A. We had an example of that in Florida where over 10,000 parents and students marched in Tallahassee against that lawsuit that the teachers union had filed, which of course has been dismissed, thankfully (it was a lawsuit trying to block a school voucher program). I think that is an idea worthy of consideration.

Q. Members of Congress send their kids to private schools. Some teachers in bad public schools send theirs to private schools.

A. That is the hypocrisy of those who are most opposed to giving those kids choices. They themselves have exercised choice, either by where they live, or by paying the tuition to send their children to where they choose.

Q. Will school choice and charter schools be your first priorities, or will you start with something less controversial, as they say?

A. I think that is the bigger picture goal, to help implement, on some significant scale, an opportunity for states — and it has to be a state-adopted program. But the first step is the rollout and implementation of the Every Student Succeeds Act, which the states are well underway with their plans for and which actually give them a lot more flexibility, as I’m learning more about the details surrounding the plan.

There’s a small piece in the legislation that will allow states that are particularly innovative to implement some course choices on a very local level. And I am very much going to encourage them to take the ball and run with it as far as possible. The bigger goal of giving all parents more choices is one that will have to be discussed and undoubtedly roundly debated, but we are going to have to continue to build the case. The momentum is there on the state level in many states. That’s where the energy needs to be harnessed in a new way.

Lawmakers here have to realize what is going on in a bunch of states and they have to look at the data that demonstrates that particularly low-income parents at a level of almost of 75 percent to 80 percent embrace the idea of giving more choices and empowerment. So, continuing to make that case and bringing people along is going to be my focus.

Q. Ronald Reagan and Bill Bennett tried to get rid of the Department of Education, but Congress blocked them. If you are successful and more power devolves to the states, will we need a Department of Education?

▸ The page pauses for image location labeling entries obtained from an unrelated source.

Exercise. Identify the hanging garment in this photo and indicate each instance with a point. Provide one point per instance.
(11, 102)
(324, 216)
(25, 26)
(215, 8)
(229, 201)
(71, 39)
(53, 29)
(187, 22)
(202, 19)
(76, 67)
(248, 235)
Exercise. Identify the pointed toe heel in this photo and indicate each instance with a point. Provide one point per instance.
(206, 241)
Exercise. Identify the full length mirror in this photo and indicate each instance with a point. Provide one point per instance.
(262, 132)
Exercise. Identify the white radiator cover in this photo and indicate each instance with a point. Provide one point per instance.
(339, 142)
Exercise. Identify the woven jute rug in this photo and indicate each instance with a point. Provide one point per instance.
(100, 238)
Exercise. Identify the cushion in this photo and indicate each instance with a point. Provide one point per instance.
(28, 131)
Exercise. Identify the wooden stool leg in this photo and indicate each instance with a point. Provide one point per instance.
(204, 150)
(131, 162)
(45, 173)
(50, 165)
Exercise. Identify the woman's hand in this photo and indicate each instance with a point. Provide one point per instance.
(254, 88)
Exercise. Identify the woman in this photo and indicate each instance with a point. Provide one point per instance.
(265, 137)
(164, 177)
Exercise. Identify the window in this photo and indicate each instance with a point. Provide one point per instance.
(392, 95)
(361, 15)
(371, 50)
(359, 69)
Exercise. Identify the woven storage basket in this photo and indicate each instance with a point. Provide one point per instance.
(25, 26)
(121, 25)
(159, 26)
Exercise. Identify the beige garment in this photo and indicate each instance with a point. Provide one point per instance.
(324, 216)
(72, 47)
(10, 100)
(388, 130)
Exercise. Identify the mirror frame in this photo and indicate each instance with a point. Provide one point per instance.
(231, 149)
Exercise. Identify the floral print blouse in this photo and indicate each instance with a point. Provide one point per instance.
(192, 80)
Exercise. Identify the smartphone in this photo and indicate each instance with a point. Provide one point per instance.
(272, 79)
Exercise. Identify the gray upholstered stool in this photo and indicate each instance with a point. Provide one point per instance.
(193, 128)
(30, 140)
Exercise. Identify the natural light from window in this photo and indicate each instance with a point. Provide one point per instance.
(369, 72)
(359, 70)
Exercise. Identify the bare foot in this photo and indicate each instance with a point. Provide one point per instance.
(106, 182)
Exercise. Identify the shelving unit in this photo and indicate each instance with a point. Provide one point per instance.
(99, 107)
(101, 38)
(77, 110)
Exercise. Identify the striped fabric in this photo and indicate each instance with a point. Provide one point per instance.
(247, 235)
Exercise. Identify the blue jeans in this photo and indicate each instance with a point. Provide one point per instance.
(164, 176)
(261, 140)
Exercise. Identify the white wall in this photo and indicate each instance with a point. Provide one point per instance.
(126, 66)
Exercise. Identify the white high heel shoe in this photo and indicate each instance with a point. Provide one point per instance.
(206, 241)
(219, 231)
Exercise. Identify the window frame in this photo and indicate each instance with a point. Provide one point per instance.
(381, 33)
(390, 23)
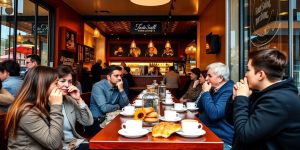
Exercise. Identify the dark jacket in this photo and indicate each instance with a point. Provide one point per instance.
(268, 119)
(213, 115)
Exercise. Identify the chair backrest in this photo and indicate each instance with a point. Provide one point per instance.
(86, 97)
(3, 140)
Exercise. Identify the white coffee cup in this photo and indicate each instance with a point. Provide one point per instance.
(170, 114)
(190, 126)
(191, 105)
(168, 96)
(132, 126)
(128, 109)
(169, 100)
(138, 103)
(179, 106)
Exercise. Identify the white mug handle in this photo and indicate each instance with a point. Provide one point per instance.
(123, 126)
(199, 124)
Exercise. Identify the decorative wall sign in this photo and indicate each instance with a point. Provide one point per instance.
(41, 28)
(142, 50)
(264, 21)
(146, 27)
(66, 58)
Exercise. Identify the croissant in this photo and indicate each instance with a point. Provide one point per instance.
(165, 129)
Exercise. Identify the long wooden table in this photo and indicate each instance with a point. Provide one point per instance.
(108, 138)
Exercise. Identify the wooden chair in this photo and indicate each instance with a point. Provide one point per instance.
(3, 140)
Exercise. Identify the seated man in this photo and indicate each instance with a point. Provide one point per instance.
(107, 95)
(10, 77)
(266, 106)
(216, 91)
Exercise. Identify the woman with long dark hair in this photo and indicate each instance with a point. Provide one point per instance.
(74, 109)
(35, 120)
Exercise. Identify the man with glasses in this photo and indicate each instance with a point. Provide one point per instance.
(32, 61)
(216, 91)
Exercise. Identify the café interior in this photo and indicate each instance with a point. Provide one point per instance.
(181, 33)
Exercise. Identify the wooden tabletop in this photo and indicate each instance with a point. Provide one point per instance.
(108, 138)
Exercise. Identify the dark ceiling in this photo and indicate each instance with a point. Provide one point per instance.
(114, 17)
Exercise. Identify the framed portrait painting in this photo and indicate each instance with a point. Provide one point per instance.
(68, 39)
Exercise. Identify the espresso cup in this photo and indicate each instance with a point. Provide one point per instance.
(138, 103)
(191, 105)
(190, 126)
(128, 109)
(168, 96)
(170, 114)
(169, 100)
(132, 126)
(179, 106)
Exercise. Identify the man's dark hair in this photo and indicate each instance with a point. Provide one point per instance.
(127, 69)
(10, 66)
(34, 58)
(64, 70)
(112, 68)
(272, 61)
(171, 68)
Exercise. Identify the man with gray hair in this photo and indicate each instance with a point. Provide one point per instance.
(216, 91)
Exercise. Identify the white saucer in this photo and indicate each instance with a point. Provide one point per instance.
(130, 135)
(174, 120)
(182, 110)
(164, 102)
(197, 133)
(193, 109)
(126, 113)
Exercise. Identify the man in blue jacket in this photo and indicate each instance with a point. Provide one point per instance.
(266, 106)
(107, 95)
(216, 91)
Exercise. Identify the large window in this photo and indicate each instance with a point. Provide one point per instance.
(31, 27)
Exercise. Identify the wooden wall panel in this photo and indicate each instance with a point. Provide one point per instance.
(212, 20)
(66, 17)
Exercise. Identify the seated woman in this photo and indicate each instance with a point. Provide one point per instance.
(35, 120)
(194, 89)
(73, 109)
(6, 97)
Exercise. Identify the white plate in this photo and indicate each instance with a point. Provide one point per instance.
(126, 113)
(130, 135)
(182, 110)
(174, 120)
(164, 102)
(193, 109)
(197, 133)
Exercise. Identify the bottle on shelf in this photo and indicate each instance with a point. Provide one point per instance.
(162, 90)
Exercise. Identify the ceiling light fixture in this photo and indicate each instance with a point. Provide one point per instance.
(150, 44)
(19, 38)
(150, 2)
(96, 33)
(133, 45)
(168, 44)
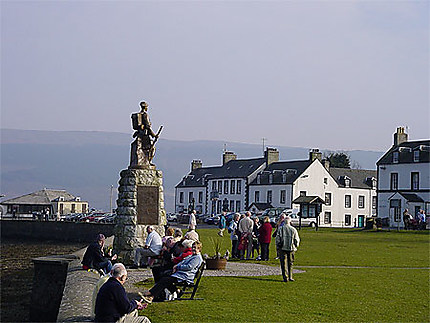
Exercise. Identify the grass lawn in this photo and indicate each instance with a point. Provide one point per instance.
(390, 291)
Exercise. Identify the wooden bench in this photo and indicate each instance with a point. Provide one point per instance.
(190, 289)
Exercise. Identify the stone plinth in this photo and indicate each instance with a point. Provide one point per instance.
(140, 203)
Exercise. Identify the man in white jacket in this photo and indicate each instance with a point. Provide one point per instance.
(287, 242)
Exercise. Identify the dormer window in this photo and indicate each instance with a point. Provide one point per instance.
(416, 156)
(395, 157)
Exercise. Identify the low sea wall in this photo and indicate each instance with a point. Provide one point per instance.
(54, 230)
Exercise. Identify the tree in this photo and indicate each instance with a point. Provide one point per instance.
(339, 160)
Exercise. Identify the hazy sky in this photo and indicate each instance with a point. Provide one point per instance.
(327, 74)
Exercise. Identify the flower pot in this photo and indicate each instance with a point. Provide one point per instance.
(216, 264)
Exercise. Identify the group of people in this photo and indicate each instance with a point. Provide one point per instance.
(179, 258)
(248, 235)
(419, 221)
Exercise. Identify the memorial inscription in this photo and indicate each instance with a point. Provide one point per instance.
(147, 204)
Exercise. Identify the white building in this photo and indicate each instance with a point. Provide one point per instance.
(403, 179)
(216, 188)
(349, 194)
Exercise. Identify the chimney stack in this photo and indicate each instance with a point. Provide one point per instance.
(400, 136)
(196, 163)
(227, 156)
(271, 155)
(315, 154)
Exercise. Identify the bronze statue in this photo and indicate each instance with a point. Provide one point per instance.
(143, 147)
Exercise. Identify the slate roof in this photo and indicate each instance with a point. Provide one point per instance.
(358, 177)
(406, 155)
(410, 197)
(42, 197)
(308, 200)
(293, 170)
(239, 168)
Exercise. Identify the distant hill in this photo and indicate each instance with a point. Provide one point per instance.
(87, 163)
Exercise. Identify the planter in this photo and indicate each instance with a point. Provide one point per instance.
(216, 264)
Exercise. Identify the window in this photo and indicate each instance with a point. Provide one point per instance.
(232, 186)
(361, 201)
(395, 157)
(327, 217)
(415, 181)
(347, 219)
(347, 201)
(257, 196)
(328, 199)
(394, 181)
(269, 196)
(239, 187)
(283, 196)
(416, 156)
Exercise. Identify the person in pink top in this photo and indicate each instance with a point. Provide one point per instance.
(265, 237)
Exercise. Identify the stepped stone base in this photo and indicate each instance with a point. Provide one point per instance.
(140, 203)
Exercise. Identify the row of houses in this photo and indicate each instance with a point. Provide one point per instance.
(341, 197)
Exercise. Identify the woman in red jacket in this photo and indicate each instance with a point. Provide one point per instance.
(265, 238)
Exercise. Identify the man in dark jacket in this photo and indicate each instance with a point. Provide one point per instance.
(94, 256)
(112, 303)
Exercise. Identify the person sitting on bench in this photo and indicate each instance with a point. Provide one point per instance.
(185, 271)
(94, 256)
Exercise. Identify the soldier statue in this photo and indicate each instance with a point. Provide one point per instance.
(143, 147)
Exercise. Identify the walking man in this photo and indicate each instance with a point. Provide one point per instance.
(287, 242)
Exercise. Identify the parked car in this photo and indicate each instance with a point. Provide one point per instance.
(172, 217)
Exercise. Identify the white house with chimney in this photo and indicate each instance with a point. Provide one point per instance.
(403, 179)
(342, 197)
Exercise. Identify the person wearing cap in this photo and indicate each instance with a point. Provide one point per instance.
(287, 242)
(94, 256)
(152, 248)
(112, 303)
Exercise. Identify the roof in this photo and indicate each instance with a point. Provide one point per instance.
(261, 206)
(239, 168)
(42, 197)
(410, 197)
(359, 178)
(308, 200)
(283, 172)
(406, 154)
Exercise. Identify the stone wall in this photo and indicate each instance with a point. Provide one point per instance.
(52, 230)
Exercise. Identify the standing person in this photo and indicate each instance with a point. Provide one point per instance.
(245, 227)
(265, 238)
(112, 303)
(152, 248)
(255, 235)
(222, 223)
(192, 222)
(407, 217)
(233, 235)
(287, 241)
(94, 256)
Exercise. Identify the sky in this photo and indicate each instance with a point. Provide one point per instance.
(338, 75)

A. I think that’s a valid question. I do think there are some federal roles around ensuring children with special needs and then the anti-discrimination issues at the level they were originally intended. Those are areas in which I think there is a federal role, but I also think there is an opportunity to streamline and simplify a lot of the engagement and involvement the department has had around some of these issues, issues that have continued to mushroom and grow well beyond the core focus of those two important functions and protections.

Q. There have been many programs to improve public education through Democrat and Republican administrations. And yet American students continue to lag behind in areas like math and science. Why haven’t those programs worked? What has been the missing piece in these noble and sometimes very expensive efforts?

A. Because top-down solutions never work in anything. I think the more states and locales are empowered to innovate and create and are unencumbered by unnecessary regulations and sort of beaten into a compliance mentality vs. a can-do and results oriented mentality … It’s been repeatedly demonstrated that any type of top-down solution, no matter where you try to employ it in government, it’s not successful. This department just invested $7 billion trying to improve failing schools and there were literally no results to show for it.

I need to stress that I could not be more supportive of great teachers and great teaching, no matter what kind of delivery vehicle they are teaching through. We have to support great teachers. They just have to be freed-up to do what they do best. I think in many cases they are limited by the top-down, one size fits all approaches, either at the school level, the district level, the state level, or in all too many cases, the federal decree.

I visited a school on Friday and met with some wonderful, genuine, sincere teachers who pour their heart and soul into their classrooms and their students and our conversation was not long enough to draw out of them what is limiting them from being even more success from what they are currently.